January 29, 2020 Daily Post
Are those you’re listening to walking the talk?
Steve Jobs led the Mac, iPod, iPhone and iPad into being. Yet Walter Isaacson (his biographer) cites Steve’s home to be relatively tech-free, without a device in sight at the dinner table, for instance. It doesn’t mean the tech is bad, but it does mean he acknowledged the need for self-discipline.
Internet gurus make bold claims in Facebook Ads about their fortunes and secrets they’ll reveal to you for $97. Yet almost all of them disappear from our newsfeeds when their lies don’t cover their costs anymore. It doesn’t mean all advertisers are liars, but it does mean we must look for evidence of walking the talk.
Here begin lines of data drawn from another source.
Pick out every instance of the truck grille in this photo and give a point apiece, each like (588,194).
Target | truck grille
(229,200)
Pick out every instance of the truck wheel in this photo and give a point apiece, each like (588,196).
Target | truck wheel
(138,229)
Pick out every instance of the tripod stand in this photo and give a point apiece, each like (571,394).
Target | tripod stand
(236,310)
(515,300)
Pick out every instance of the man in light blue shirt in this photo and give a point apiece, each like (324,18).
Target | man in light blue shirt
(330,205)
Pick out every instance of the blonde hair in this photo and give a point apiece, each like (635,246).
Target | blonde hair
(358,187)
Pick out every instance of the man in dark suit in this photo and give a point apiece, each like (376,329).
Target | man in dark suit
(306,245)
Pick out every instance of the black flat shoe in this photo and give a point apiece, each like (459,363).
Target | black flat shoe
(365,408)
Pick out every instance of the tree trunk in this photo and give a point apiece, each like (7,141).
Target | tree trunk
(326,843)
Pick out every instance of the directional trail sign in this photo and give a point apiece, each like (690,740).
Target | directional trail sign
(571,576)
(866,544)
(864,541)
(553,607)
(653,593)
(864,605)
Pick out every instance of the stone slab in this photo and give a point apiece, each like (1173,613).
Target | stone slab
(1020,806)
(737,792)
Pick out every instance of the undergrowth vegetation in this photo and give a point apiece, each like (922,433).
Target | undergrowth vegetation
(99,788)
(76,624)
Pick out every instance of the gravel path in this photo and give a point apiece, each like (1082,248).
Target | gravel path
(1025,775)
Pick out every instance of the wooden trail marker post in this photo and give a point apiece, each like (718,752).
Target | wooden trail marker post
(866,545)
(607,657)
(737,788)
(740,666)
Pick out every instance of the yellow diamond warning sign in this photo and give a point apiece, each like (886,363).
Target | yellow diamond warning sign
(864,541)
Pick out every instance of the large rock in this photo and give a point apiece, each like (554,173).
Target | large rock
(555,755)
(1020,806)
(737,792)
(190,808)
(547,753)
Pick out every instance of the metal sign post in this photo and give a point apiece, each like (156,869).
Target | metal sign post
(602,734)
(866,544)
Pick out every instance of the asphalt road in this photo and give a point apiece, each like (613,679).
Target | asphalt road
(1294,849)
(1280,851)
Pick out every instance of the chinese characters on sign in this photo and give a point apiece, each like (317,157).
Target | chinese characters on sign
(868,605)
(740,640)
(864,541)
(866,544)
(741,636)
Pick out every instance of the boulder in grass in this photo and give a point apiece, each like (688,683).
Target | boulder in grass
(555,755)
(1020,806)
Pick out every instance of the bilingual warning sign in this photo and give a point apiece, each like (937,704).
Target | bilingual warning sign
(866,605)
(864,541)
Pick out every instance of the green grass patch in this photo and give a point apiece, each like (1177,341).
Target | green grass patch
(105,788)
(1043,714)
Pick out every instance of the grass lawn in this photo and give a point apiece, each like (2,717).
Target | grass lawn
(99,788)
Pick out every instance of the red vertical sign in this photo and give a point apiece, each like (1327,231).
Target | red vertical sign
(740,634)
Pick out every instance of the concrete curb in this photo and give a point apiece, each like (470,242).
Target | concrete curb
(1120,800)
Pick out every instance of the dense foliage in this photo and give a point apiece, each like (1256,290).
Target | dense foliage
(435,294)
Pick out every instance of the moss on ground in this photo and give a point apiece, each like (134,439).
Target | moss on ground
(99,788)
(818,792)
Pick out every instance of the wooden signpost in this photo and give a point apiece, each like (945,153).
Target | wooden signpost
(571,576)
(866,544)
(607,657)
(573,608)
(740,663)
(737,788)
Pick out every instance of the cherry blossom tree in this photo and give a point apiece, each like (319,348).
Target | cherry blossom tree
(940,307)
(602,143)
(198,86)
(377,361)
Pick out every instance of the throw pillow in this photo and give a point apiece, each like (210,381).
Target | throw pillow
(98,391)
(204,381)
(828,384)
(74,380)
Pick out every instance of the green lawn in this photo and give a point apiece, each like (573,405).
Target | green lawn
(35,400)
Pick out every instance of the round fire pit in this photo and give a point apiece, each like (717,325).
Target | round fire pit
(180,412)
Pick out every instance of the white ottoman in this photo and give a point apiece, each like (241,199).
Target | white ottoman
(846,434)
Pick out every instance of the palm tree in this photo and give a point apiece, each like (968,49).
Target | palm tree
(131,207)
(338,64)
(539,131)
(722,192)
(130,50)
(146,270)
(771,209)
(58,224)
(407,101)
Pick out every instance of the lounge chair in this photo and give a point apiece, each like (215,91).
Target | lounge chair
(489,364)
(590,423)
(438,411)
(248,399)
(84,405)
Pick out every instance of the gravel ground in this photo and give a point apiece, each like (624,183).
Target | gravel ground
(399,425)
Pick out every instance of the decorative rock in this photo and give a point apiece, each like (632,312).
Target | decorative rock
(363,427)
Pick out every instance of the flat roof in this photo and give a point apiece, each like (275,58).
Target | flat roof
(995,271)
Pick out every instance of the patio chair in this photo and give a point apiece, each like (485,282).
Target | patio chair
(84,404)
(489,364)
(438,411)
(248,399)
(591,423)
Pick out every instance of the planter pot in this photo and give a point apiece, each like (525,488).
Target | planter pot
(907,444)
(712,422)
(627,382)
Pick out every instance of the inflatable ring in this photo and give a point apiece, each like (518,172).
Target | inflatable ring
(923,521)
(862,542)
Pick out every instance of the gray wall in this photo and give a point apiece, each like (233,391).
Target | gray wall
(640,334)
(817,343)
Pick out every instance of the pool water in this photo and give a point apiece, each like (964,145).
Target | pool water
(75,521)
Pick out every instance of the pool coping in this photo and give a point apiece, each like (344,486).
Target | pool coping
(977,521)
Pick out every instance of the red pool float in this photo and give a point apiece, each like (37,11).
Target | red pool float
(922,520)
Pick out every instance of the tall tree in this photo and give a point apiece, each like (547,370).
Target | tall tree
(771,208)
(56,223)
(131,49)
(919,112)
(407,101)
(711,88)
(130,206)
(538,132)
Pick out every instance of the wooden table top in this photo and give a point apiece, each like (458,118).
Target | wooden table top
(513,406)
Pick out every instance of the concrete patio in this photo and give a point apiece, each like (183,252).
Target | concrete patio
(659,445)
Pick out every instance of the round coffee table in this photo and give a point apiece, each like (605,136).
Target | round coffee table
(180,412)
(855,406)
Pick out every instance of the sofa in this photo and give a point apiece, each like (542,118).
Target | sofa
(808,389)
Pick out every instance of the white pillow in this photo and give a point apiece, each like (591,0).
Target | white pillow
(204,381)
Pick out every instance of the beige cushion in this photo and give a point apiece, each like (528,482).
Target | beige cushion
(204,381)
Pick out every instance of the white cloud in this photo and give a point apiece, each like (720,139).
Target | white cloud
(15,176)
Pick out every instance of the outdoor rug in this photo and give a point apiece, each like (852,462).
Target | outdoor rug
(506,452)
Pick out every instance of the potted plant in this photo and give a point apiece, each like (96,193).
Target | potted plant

Natural wellness brands advertise their calm, relaxing serums and oils to ensure you operate in a perpetual state of tranquility. Yet many of them lead frenetic, stressed-out, volatile lives behind a facade of peace. It doesn’t mean all businesses fail at that which they claim to solve, but it does mean we must look for evidence of walking the talk.
My team and I know the importance of ethically empathizing with – and articulating – the narrative at play in the marketplace. But we owe it to ourselves as consumers to trade only with honest voices, and we owe it to the market to reward those brave enough to be honest with our trade.